Annem ve babam, ben 3 yaşındayken ayrıldıkları için hayatta hep yalnız olduğumu ve olacağımı çok küçük yaşta öğrendim. 25 yıldır tek başıma geçindiğim ve ayakta kaldığım için bu otomatik olarak gelişen bir özelliğim oldu. Her genç kadının; ne olursa olsun işler sarpa sardığında sığınacak bir limanı, geri dönüp gideceği bir anne ve baba figürü vardır. Bu, benim için geçerli değildi ve kavram olarak da oturmadı özüme. Evliliğimde dahi "Artık sırtımı yaslayabileceğim, ortak kararlar alabileceğim biri var" diyemedim.

Kendinizi karşınızdakine kolaylıkla açamıyor musunuz?

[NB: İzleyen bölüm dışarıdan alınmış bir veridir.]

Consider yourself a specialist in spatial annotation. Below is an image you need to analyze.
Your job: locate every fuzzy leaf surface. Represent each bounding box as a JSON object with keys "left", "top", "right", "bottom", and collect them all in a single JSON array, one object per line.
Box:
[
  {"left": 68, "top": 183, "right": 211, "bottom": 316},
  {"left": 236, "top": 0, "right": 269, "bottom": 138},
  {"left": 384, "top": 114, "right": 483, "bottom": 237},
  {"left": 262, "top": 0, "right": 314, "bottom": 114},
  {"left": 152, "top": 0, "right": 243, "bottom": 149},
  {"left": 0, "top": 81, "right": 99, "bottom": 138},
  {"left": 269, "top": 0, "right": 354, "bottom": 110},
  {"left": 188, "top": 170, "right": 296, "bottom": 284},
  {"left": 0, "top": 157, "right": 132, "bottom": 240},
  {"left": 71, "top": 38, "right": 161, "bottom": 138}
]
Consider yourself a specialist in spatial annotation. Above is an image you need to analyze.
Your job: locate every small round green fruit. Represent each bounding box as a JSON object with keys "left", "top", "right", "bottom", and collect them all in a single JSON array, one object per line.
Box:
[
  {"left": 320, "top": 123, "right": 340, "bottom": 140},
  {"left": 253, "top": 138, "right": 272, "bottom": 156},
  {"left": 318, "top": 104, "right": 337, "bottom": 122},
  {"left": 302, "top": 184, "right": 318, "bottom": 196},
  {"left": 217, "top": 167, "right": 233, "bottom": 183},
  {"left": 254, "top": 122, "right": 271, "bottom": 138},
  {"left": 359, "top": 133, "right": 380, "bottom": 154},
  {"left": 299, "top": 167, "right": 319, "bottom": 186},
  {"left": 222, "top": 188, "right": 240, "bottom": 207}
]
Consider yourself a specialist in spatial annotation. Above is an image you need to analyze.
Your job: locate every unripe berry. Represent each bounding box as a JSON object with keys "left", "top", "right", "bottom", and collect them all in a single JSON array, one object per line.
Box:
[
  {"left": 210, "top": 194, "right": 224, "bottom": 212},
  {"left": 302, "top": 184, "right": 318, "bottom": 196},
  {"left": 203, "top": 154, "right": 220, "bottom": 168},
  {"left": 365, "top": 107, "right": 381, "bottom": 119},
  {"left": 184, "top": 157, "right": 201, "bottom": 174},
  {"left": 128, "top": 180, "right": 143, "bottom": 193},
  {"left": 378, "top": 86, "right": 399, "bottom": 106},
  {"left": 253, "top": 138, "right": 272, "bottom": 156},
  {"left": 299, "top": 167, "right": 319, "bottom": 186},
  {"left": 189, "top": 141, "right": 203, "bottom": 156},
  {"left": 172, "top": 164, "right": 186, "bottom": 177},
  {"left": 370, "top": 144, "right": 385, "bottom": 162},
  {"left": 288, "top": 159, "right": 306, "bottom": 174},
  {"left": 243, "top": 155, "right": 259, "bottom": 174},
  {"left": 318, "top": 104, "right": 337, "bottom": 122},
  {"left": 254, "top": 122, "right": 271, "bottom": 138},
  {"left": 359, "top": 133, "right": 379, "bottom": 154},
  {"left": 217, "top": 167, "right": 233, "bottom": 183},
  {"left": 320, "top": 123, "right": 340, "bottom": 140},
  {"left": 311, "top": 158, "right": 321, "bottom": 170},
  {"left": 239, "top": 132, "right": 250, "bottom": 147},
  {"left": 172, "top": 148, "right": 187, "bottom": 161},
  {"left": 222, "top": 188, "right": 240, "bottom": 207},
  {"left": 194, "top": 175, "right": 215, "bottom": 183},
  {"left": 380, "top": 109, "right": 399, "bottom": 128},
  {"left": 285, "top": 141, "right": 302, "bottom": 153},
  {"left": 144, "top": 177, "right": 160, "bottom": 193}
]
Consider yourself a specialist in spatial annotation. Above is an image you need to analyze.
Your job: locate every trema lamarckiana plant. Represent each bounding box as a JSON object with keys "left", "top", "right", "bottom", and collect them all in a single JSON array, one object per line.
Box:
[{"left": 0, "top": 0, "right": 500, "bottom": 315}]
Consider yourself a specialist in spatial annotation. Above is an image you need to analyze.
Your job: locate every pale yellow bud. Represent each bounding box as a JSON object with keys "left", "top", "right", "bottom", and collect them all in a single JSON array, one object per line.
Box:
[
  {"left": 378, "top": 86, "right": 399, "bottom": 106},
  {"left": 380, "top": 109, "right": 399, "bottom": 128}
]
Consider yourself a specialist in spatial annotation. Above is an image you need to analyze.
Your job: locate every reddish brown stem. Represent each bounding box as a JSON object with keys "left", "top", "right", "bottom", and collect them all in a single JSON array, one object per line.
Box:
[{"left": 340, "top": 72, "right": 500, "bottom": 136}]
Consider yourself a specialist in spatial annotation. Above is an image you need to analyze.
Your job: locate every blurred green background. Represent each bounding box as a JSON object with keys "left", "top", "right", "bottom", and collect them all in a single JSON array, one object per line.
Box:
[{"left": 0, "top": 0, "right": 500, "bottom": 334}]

Açmam... Beni tanıyanların beni çok seviyor olmasının nedeni de bu aslında. İçimde çok acayip bir kadın var ama onu göstermek istemiyor. Spor spikerliği yaptığım dönemde kibirli görünen, duvarları olan bir kadındım. Çalıştığım ortamda benden başka kadın yoktu. Ayrıca kendimi izleyicilere ve çalışma arkadaşlarıma ispat edebilmek için ekstra çaba sarf etmem gerekiyordu. 'Bulunduğum yeri hak ettim ve korumalıyım' düşüncesinden kaynaklanan dik bir duruştu o aslında. İstediğim şeyleri hayatıma yerleştirdikten sonra rahatladım ve bu rahatlık hareketlerime, giyim tarzıma, konuşmama da yansıdı. Yine de özel hayatımda o kadar rahat değilim; çok yakınıma insan almam.

Çocuk sahibi olmayı düşündüğünüz bir dönem oldu mu hiç?

Daha 16 yaşımdayken, "22 yaşında evleneceğim, 24 yaşında da anne olacağım" derdim. Yıllar o kadar çabuk geçiyor ki, o arayı kaçırmışım doğrusu. Evlendiğimde 27 yaşımdaydım ve çok istemiştim anne olmayı. Hatta biraz da bu nedenle evlenmiştim. Olmadı... Şu anda böyle bir beklentim yok. Çocuk istersem olur zaten ama bekarım ve çok yoğun çalışıyorum. Ayrıca şu an bunu düşünecek zamanım da yok.

Güzelsiniz, sarışınsınız, futboldan anlıyorsunuz... İdeal kadın siz olabilir misiniz acaba?

Bence ideal kadın değil de ideal erkeğim aslında! Yemek yapmayı sevmem; muazzam bir yemek masası hazırlamam mümkün değil. Hayatımda hiç kek yapmadım ama öğretilirse baklava bile açarım.

Peki erkekte ne özellik ararsınız?

Fiziksel görünümle değil bana verilen değerle ilgileniyorum sadece.

Kolay ağlar mısınız?

Babaannem 2001'de öldü. O zamandan bu yana hiç ağlamadım ben. Ta ki geçen yıla kadar. İzin vermiyordum kendime ama artık kendimi serbest bıraktım. Ağlamak insanı hafifletiyor.

Peki aşk için ağlamadınız mı hiç?

Hayır. Halbuki aşk harika bir duygu. Çok sık yaşamadım ama yaşadığımda çok güzel yaşarım. Kendimi olduğu gibi akışına bırakırım hep. Ayrıca bana göre yolunda gider ya da gitmez; her kadın hayatında bir kez mutlaka evlenmeli. Gelinlik giymek gerçekten çok farklı bir duygu. Tek gece de olsa, bir prensese dönüşmeli herkes.

Aldığınız ilk tasarımı hatırlıyor musunuz?

İlk maaşımla La Perla'nın üç parça smokin takımını almıştım. Lacivert üzerine çok ince çizgili cigarette pantolon, korsesi ve ceketi. O takımı gardırobumda hâlâ saklarım.

Nasıl kadınları güzel buluyorsunuz?

Ben kısrak gibi maskülen kadınları seviyorum. Uzun bacaklı, uzun vücutlu ve erkeksi yüz hatlarına sahip kadınlar... Türkiye'de Çağla Şıkel'in sert hatlarını beğeniyorum mesela.